In March, the Athens Police Department received 130 crime reports, and the Ohio University Police Department received 40 crime reports.
Since March, APD crime reports were as follows: April, 105; May, 151; June, 170; July, 126; August, 151; September, 121; October, 188; November, 122.
OUPD’s crime reports during the same time period were as follows: April, 12; May, 37; June, 15; July, 21; August, 29; September, 43; October, 88; November, 21.
Neither APD or OUPD has an arrest or citation quota, representatives from both departments said.
OUPD Lt. Tim Ryan said in an email he expected crime reports to be lower due to the COVID-19 pandemic.
However, there has been little change in the number of crime reports since March when the lockdown began.
Initially, there was a decrease in crime reports for both OUPD and APD, with APD’s crime reports decreasing from 130 to 105 and OUPD’s reports decreasing from 40 to 12 between March and April.
There was a gradual increase in reports until July when APD’s report numbers dropped from 170 the month before to 126. OUPD’s report numbers increased to 37 in May, followed by a decrease to 15 in June and 21 in July.

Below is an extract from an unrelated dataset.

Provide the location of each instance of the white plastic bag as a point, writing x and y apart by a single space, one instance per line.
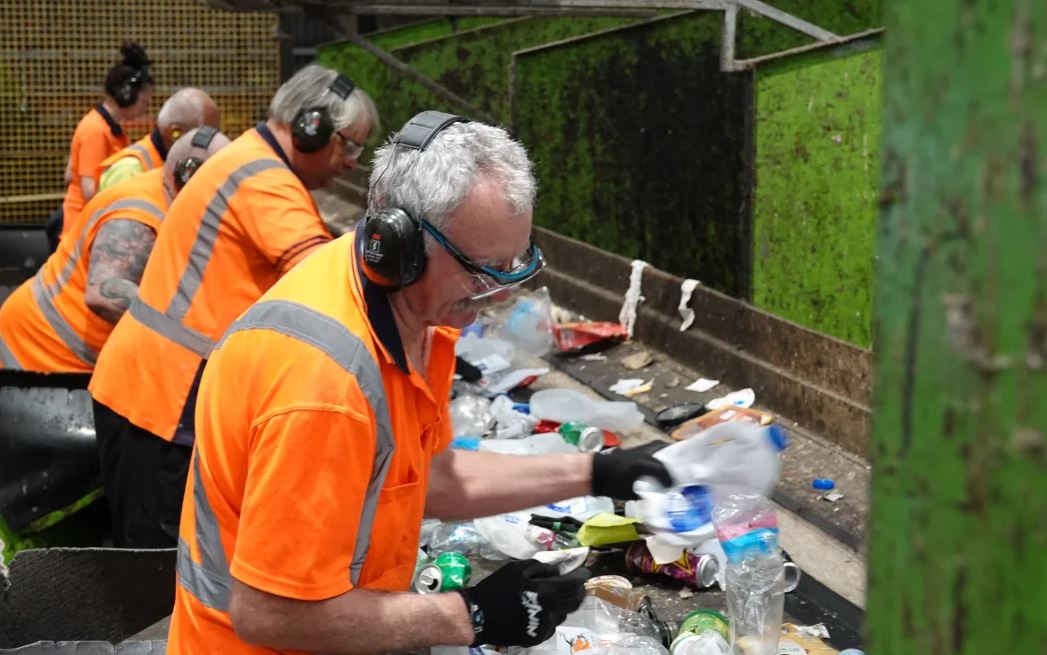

“It is typical for us to see the total number of crime reports rise and fall with the area population, so less people on and around campus typically leads to fewer reports of crime,” Ryan said in an email.
OUPD’s crime reports then continued to increase each month, making it all the way up to 88 reports in October, which could be attributed to Halloween. APD followed a dip-and-spike pattern up to October, when APD received 188 crime reports.
“Overall, our total calls for service (CFS) have been down slightly this year, however, I think it is only tangentially related to COVID,” APD Capt. Ralph Harvey said in an email.
He said investigating crime that has been committed has been made more difficult due to COVID-19 health restrictions.
“I think this will continue until society is able to get to a state that is a little closer to pre-pandemic normalcy,” Ryan said in an email.